Подобное состояние с легкостью было расценено окружающими как болезненное и привело к своевременной госпитализации. Во взором же случае имел место остро развившийся аффективно-бредовой синдром, ма­нифестировавший бессонницей, аффективными нарушениями со смешанным характером аффекта (с одной стороны, гипо­мания, на фоне которой подэкспертный разрабатывал идеи оптимизации рабочего процесса, рискованно вел себя на дороге; с другой — раздражительность, гневливость). Данные измене­ния в статусе больного были замечены родственниками, но не насторожили их, были оценены как болезненные лишь после содеянного. В период, непосредственно предшествующий де­ликту, подэкспертный продолжал работать, поддерживал обще­ние с родственниками; лишь отдельные детали его поведения (ускоренная речь, высказывания об отравлении таблетками) были расценены ими как “странные”, но они не предприняли попыток госпитализации. В последующем структура психоти­ческого состояния, описанная выше, обусловила тяжкое кри­минальное агрессивное поведение подэкспертного. Очевидно, что недооценка при диспансерном наблюдении фиксируемых на протяжении длительной ремиссии ежегодных эпизодов субдепрессивного круга и “мягких” негативно-личностных из­менений (некоторая холодность, замкнутость, малообщительность, “заторможенность”, но описаниям свидетелей) привела к необоснованному прекращению амбулаторного наблюдения больного.

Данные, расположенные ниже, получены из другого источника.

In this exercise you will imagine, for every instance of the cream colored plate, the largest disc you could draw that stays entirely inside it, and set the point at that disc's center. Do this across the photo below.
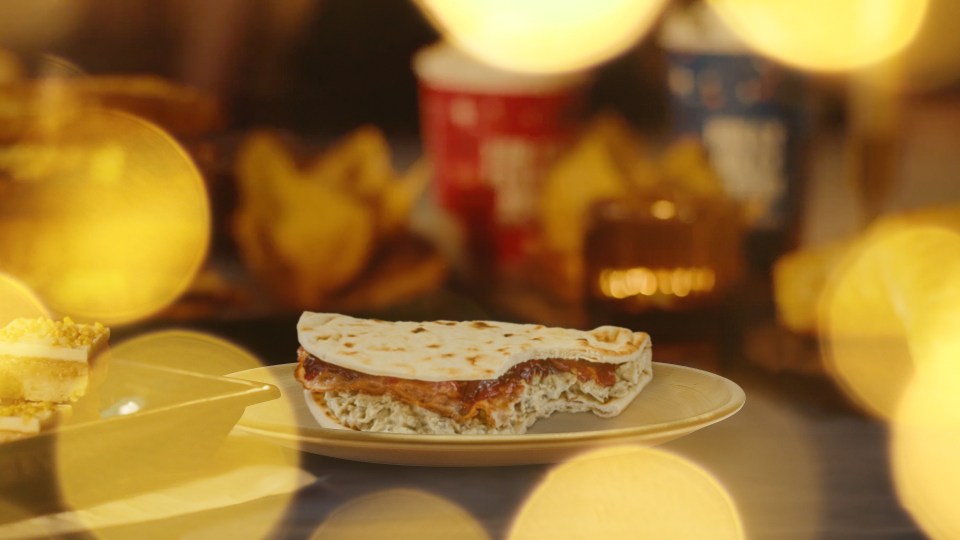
(678, 401)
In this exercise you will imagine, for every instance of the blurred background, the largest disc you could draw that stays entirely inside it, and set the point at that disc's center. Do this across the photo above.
(702, 170)
(767, 188)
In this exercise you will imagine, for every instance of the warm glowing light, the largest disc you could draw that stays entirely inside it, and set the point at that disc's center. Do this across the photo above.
(400, 514)
(825, 34)
(130, 407)
(543, 36)
(106, 217)
(628, 492)
(663, 209)
(642, 281)
(889, 310)
(925, 445)
(17, 300)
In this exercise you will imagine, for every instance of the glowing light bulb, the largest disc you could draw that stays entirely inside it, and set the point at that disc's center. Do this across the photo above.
(543, 36)
(827, 35)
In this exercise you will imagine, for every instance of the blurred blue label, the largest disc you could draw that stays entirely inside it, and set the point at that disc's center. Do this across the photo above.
(748, 113)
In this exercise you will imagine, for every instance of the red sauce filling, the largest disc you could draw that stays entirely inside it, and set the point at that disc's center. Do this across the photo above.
(460, 400)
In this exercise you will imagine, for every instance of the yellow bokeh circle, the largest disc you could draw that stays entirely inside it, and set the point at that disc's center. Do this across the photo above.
(106, 217)
(628, 492)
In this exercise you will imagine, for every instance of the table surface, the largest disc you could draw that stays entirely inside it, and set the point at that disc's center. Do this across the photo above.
(798, 461)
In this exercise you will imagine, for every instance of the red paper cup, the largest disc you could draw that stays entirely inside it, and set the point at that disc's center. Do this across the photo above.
(491, 135)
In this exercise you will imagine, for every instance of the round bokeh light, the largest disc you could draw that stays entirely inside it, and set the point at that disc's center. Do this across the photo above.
(106, 217)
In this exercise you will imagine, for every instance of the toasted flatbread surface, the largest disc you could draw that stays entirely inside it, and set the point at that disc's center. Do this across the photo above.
(457, 351)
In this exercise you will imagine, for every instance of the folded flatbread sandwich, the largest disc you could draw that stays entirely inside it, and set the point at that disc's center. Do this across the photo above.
(469, 377)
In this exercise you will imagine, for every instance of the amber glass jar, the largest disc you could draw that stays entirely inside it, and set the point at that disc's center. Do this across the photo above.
(666, 251)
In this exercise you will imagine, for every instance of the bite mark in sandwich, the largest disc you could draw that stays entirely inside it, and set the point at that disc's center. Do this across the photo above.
(473, 377)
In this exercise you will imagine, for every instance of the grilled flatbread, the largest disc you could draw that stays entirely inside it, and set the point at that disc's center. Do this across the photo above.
(469, 377)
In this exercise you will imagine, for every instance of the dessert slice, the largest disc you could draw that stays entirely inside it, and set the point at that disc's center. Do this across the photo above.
(44, 360)
(26, 418)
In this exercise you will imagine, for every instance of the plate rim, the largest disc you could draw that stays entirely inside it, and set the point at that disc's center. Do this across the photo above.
(322, 435)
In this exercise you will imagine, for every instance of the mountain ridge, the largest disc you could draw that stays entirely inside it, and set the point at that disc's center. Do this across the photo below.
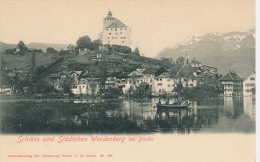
(228, 51)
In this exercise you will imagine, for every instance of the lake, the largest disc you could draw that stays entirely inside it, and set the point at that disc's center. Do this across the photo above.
(126, 116)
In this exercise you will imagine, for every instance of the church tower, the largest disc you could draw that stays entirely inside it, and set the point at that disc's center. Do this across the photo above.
(108, 20)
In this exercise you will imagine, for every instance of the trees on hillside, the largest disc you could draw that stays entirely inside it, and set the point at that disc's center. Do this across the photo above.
(85, 42)
(180, 60)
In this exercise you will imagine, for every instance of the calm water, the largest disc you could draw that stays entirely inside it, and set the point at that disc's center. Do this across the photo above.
(222, 115)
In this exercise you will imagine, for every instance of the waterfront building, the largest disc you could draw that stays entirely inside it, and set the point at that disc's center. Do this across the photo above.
(233, 84)
(249, 85)
(115, 32)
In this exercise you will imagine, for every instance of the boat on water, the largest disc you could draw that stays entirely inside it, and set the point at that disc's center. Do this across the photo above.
(177, 106)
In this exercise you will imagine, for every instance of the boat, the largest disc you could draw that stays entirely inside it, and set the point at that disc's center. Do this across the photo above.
(182, 105)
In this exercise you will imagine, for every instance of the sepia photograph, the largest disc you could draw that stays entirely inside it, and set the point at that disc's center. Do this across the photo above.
(124, 80)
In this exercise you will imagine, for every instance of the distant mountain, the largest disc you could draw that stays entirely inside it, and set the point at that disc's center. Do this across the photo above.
(42, 46)
(229, 51)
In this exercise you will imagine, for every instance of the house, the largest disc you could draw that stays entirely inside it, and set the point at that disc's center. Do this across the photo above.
(164, 83)
(71, 48)
(249, 85)
(115, 31)
(233, 84)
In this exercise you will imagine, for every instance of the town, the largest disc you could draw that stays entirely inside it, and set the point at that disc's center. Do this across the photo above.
(108, 67)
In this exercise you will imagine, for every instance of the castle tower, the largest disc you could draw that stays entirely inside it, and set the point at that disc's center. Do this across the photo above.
(108, 20)
(114, 32)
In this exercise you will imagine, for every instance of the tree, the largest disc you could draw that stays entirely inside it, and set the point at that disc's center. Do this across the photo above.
(51, 50)
(22, 46)
(84, 42)
(9, 51)
(180, 60)
(136, 51)
(95, 45)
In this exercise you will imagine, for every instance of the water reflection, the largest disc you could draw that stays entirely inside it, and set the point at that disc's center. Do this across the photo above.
(127, 116)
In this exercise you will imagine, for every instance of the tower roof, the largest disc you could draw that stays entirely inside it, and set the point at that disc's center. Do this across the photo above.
(116, 24)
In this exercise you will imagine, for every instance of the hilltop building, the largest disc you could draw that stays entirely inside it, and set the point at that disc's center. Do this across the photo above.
(233, 84)
(249, 85)
(115, 32)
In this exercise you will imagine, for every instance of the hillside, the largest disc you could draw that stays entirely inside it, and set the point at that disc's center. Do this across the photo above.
(42, 46)
(229, 51)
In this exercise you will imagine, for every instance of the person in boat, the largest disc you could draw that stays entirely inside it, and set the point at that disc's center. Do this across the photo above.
(167, 102)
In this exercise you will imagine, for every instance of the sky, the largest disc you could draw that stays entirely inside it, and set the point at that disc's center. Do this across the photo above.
(154, 24)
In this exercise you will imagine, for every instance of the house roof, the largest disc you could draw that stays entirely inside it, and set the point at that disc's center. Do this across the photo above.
(114, 74)
(231, 76)
(116, 24)
(164, 75)
(54, 76)
(151, 70)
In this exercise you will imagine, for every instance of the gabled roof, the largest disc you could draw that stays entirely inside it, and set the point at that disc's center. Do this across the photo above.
(151, 70)
(114, 74)
(186, 71)
(116, 24)
(164, 75)
(231, 76)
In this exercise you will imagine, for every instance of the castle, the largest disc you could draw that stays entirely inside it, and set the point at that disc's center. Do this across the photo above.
(115, 32)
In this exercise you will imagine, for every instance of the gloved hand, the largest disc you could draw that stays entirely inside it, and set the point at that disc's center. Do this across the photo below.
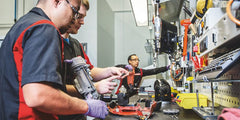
(168, 67)
(129, 67)
(96, 108)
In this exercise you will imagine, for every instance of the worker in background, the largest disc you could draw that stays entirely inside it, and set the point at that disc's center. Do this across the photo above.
(72, 48)
(30, 66)
(132, 82)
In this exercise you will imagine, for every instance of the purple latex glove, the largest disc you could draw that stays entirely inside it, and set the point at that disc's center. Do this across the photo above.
(129, 67)
(96, 108)
(168, 67)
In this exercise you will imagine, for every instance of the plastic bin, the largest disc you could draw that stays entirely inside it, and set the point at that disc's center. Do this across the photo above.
(189, 100)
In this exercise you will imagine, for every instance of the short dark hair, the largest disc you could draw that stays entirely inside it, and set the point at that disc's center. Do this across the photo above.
(86, 4)
(129, 57)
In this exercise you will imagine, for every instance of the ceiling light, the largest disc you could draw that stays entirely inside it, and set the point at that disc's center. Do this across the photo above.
(140, 11)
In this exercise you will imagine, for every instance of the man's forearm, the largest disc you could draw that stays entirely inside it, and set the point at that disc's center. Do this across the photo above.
(50, 100)
(99, 73)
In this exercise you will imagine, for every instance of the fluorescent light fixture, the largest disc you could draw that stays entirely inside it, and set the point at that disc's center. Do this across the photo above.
(140, 11)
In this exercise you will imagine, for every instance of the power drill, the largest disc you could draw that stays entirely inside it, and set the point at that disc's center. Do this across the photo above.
(83, 82)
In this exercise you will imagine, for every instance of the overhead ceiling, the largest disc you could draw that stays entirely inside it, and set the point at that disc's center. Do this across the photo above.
(170, 8)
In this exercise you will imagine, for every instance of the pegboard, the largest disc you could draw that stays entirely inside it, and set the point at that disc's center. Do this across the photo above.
(226, 94)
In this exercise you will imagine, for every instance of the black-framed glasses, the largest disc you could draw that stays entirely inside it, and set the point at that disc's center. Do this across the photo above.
(77, 15)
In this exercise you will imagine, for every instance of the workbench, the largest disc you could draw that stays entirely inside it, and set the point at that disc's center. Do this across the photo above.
(184, 114)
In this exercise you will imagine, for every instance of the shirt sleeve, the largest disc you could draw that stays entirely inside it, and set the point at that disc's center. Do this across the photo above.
(86, 58)
(154, 71)
(42, 55)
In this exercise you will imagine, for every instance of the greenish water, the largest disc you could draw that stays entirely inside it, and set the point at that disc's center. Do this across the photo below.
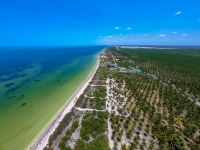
(136, 70)
(31, 96)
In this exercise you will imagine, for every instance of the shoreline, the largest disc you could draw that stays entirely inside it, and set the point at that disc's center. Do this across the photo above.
(42, 140)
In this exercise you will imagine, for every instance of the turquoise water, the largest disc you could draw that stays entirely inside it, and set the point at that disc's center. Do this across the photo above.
(35, 83)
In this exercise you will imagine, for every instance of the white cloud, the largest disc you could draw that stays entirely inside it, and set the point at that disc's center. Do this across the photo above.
(178, 13)
(117, 28)
(184, 34)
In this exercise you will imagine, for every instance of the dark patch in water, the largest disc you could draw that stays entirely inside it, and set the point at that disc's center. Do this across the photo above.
(11, 77)
(12, 90)
(37, 80)
(23, 104)
(8, 85)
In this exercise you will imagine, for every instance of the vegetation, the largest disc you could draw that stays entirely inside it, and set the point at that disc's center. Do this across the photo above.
(100, 92)
(100, 143)
(65, 121)
(97, 103)
(93, 126)
(177, 67)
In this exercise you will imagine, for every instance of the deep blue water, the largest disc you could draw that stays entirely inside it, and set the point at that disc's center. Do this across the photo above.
(16, 59)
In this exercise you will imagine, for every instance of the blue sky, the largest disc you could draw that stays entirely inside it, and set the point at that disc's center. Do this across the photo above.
(99, 22)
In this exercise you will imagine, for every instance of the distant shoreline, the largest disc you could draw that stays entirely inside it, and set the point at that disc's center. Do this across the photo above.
(42, 140)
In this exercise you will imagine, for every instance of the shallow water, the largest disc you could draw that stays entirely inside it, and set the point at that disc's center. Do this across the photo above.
(34, 84)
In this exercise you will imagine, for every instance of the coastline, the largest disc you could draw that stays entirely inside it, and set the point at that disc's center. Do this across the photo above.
(42, 139)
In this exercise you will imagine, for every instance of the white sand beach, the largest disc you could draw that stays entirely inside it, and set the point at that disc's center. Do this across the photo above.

Констатация “выздоровления” в оценке ремиссий эндогенных расстройств шизофренического круга в большин­стве случаев неправомерна.

Остается актуальным “широкое понимание” ремиссии, сформулированное Г.В. Зеневичем (1961): “ослабление и смятение клинической симптоматики, обеспечивающее в той или иной степени социальное и трудовое приспособление больного в широком диапазоне состояний от практического выздоровления (не включая его) до состояний, при которых отчетливо выступает дефект”. Современные ис­следования, несмотря на новую терминологию и новые препа­раты, “оставляют в силе” приведенную концепцию полувековой давности (Гурович И.Я., Шмуклер А.Б., Сторожакова Я.А., 2008, 2010: Коцюбинский А.П. и соавт., 2013; Andreasen N.C.. Carpenter W.T. Jr., Kane J. M. et al., 2005).